HUPPENTHAL: Well, the other point that we made was that this whole controversy brewing down in Tucson - we had what appeared to be a political faction who had come into a school district and taken over the classes. They weren't subject to review by the principal. Essentially the school board had never reviewed the curriculum and approved it.
So when I got in, I gave them a lot of time to say, okay, bring your curriculum up to your school board. What are you teaching in week one, week two? What books are you bringing into the class? What viewpoints are you using with those books? Have this public discussion in front of the school board, the elected officials representing all of the parents, and put this out in the public.
And so this went on for an entire year. They did not come together, and so that's where we are now. Now we're saying now you have to. You have to go through this process. I'm sort of obsessed with local control and they didn't take control and so now we're sort of forcing them, that school board, you are in charge whether you accept that or not. You've got to get this thing under control and bring your community together.
MARTIN: And to that end, you still have to lead this school district, and as you mentioned, there are still a lot of intense feelings around this, as we certainly know from the public hearings and the public comments and so forth.
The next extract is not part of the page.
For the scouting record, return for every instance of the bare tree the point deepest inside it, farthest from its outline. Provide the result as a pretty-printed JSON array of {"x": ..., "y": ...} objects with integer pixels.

What's your next step here to try to, you know, bridge this very big gap?
HUPPENTHAL: Well, I want to bring it to a good place, that we have a richer American history, that we leverage all the negative energy that's associated with this right now in a positive way. You know, most students go through class and they hardly get the gist of it, is what the data shows, and so we have this incredible public discussion going on about education, a little bit more friction than I would like, a little bit more conflict than I would like, but it's creating a lot of energy.
So now the question is going to be, can I leverage that energy for a positive purpose or is it going to end up being, ending up in a bad place? It's an incredibly complex situation that I have to deal with. Hopefully I can bring it to a good place.
MARTIN: John Huppenthal is the Superintendent of Public Instruction in the state of Arizona. We caught up with him in Washington, D.C., where he's having meetings with the Department of Education here.
Mr. Huppenthal, thanks so much for speaking with us.